Hoferová Z, Fedorocko P, Hofer M, Hofmanová J, Kozubík A, Eliásová V
Institute of Biophysics, Academy of Sciences of the Czech Republic, Brno, Czech Republic.
Neoplasma. 2003;50(2):102-9.
Nordihydroguaiaretic acid (NDGA) and esculetin, both nonspecific inhibitors of lipoxygenases (LOX), were found to suppress expressively the in vitro proliferation of fibrosarcoma cells G5:113 in concentrations ranging from 10 to 50 microM. Subsequent flow-cytometric analysis of the cell cycle showed that both these drugs significantly decreased the percentage proportion of cells in the G0/G1-phase and simultaneously increased significantly this proportion in the S-phase. No apoptosis was detected in the whole range of concentrations studied, from 2.5 to 50 mM. On the contrary, in experiments in vivo, neither NDGA nor esculetin had any curative effect if they were repeatedly injected intraperitoneally (i.p.) into mice bearing tumors growing from subcutaneously (s.c.) transplanted G5:113 cells. Pretreatment of the fibrosarcoma cells with NDGA or esculetin in vitro preceding their s.c. transplantation into mice did not result in suppression of the tumor growth, either. Finally, if G5:113 cells were injected intravenously and the mice were subsequently treated repeatedly with i.p. injections of NDGA, decreased survival and increased number of surface lung metastases were observed in the NDGA-treated group. Thus the suppressive action of inhibitors of LOX on the growth of fibrosarcoma cells in vitro was not reflected in their anti-tumor effects in vivo.

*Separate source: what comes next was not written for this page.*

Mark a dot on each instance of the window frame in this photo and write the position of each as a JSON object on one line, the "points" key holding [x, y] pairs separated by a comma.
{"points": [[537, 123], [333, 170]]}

去甲二氢愈创木酸(NDGA)和七叶亭,这两种脂氧合酶(LOX)的非特异性抑制剂,被发现能在10至50微摩尔的浓度范围内显著抑制纤维肉瘤细胞G5:113的体外增殖。随后对细胞周期的流式细胞术分析表明,这两种药物均显著降低了G0/G1期细胞的百分比比例,同时显著增加了S期细胞的这一比例。在所研究的2.5至50毫摩尔的整个浓度范围内均未检测到细胞凋亡。相反,在体内实验中,如果将NDGA和七叶亭反复腹腔注射(i.p.)到皮下(s.c.)移植G5:113细胞后生长肿瘤的小鼠体内,它们均没有任何治疗效果。在将纤维肉瘤细胞皮下移植到小鼠体内之前,先用NDGA或七叶亭在体外对其进行预处理,也不会导致肿瘤生长受到抑制。最后,如果静脉注射G5:113细胞,随后对小鼠反复进行腹腔注射NDGA治疗,在接受NDGA治疗的组中观察到存活率降低和肺表面转移灶数量增加。因此,LOX抑制剂对纤维肉瘤细胞体外生长的抑制作用在其体内抗肿瘤作用中并未体现出来。